Having said so much, it simply means that machine learning models may be theoretical science, but in practice, it must be experimental science. Since it is an implementable science, we must abide by a principle: simple first and then complex. Premature optimization is the root of all evil, and mindless optimization is a waste of time. Simple refers to the simplicity of the model. For numerical types, you can start with simple linear regression (if it is in the field of images, you can choose some relatively basic DL models, such as the pre-trained vgg series). In this way, the speed of getting results is definitely better than other messy and complex models. Fast results mean that you can determine a more appropriate test method offline as early as possible, your baseline, quickly verify your other ideas, and then slowly optimize and adjust parameters.

At the end of this section, let’s talk about my thoughts on using deep learning in this competition.

It is generally recognized that the situation that is not suitable for using deep learning is when the amount of data is relatively small, but generally speaking, the amount of data provided by the contestants is very considerable, so the condition of data amount should be met.

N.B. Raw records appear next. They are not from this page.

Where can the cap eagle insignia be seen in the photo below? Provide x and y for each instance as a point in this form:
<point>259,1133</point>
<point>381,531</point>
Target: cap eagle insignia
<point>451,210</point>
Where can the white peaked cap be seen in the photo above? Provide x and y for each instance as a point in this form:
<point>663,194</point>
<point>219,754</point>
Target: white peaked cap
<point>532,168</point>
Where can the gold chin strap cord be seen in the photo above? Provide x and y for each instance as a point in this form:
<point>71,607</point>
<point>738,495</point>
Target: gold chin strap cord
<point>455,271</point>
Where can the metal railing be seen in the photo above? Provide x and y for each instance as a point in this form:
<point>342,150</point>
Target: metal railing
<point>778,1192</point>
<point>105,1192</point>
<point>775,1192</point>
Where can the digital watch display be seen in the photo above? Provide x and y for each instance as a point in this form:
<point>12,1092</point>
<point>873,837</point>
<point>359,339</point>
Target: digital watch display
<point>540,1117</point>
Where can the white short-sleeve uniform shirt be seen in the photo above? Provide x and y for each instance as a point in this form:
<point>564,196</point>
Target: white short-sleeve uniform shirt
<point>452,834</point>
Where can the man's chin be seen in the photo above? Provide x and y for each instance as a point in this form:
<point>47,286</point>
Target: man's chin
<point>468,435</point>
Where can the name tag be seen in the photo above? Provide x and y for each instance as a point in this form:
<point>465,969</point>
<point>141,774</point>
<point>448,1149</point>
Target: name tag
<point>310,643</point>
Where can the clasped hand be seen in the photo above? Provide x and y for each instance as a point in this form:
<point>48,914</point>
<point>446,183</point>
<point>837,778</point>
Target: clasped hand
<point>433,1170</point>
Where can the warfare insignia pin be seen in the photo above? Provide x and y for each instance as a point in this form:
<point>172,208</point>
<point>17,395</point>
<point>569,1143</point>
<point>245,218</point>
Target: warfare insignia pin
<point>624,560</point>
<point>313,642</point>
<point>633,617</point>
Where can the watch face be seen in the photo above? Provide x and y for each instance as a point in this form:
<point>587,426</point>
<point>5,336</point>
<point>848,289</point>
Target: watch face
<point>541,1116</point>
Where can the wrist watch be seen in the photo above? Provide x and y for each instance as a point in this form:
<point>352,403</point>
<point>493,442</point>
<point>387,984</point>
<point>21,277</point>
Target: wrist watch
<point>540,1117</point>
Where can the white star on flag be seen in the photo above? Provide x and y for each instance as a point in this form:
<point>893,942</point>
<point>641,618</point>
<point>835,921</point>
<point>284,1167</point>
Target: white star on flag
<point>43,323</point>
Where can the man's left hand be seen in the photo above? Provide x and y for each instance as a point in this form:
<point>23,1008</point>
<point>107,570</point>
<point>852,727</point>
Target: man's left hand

The second generally recognized inappropriateness is that the data does not have local correlation characteristics. This means that in fields such as images/natural language, there is local correlation between data. For example, one pixel cannot express enough information, but a bunch of pixels can indicate whether it is a puppy or a kitten. In language, sentences are composed of words, and once the order of these things is disrupted, the overall information expressed is also disrupted. These data with local correlation characteristics can be extracted through a certain network topology, and at the same time, the depth can be used to extract hierarchical features, thereby achieving relatively excellent results. Comparing the difference in the effects of three-layer MLP and CNN in minst handwritten digit recognition can fully illustrate this point. For data that does not have local correlation characteristics, it is impossible to capture its information with a characteristic network topology. In deep learning, only MLP can be used to complete the training of the model, and the effect of MLP is generally weaker than traditional models such as GDBT and RandomForest.

Compared with traditional methods, the biggest advantage of deep learning is automatic feature extraction. However, according to the experience shared by other experts, when artificial feature engineering reaches a certain level, traditional models can surpass deep learning. For details, see the video of the yesofcourse team in the Quora similar text matching competition, which includes a comparison between deep learning and traditional machine learning models. In addition, some people pointed out that deep learning can learn very well when the relationship between x and y is a single reasoning. If it is a two-layer or multi-layer reasoning, deep learning is completely at a disadvantage compared to traditional models. However, deep learning combined with knowledge graphs can effectively solve this problem.

(Personally, I guess the reasoning that the expert is talking about here should refer to the logical relationship, such as what you should call your father's mother's second uncle's wife's sister, rather than the mathematical relationship y=f(x))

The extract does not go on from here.